Back at it again with a monthly favorites list! Since the pandemic, streaming has been a bit of a lifeline for me, and I’m constantly surprised by what is available. Most of my favorite content for June came from Disney+—Marvel is killing it with their limited series—but a surprise hit for me was Sony Animation’s charming Wish Dragon, which is available to stream on Netflix.

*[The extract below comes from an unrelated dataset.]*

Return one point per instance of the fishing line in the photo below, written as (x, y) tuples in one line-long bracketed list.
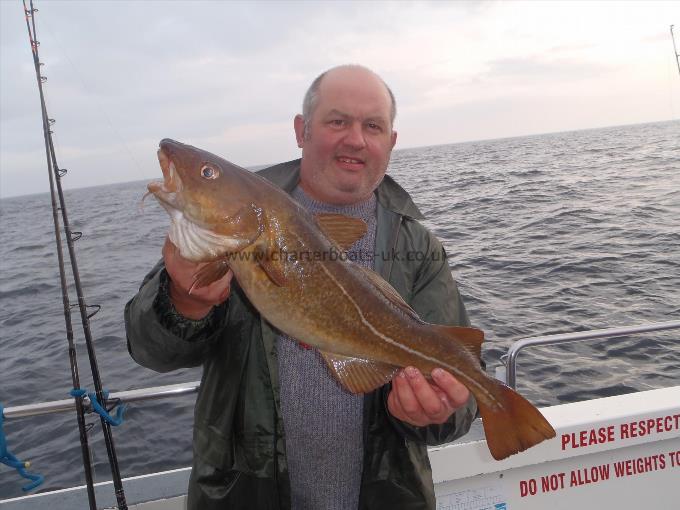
[(55, 174), (101, 110)]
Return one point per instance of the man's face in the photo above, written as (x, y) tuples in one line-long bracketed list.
[(347, 148)]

What were some of your favorite films, television shows, web series, or podcasts from June? Let me know what you’re looking forward to seeing in July!
Dir.: Kate Herron
Cast: Tom Hiddleston, Owen Wilson, Gugu Mbatha-Raw, Wunmi Mosaku, Sophia Di Martino, Sasha Lane & Tara Strong
After stealing the Tesseract during the events of Avengers: Endgame (2019), an alternate version of Loki (Hiddleston) is brought to the mysterious Time Variance Authority (TVA), a bureaucratic organization that exists outside of time and space and monitors the timeline. They give Loki a choice: face being erased from existence due to being a "time-variant," or help fix the timeline and stop a greater threat. Loki ends up trapped in his own crime thriller, traveling through time and altering human history.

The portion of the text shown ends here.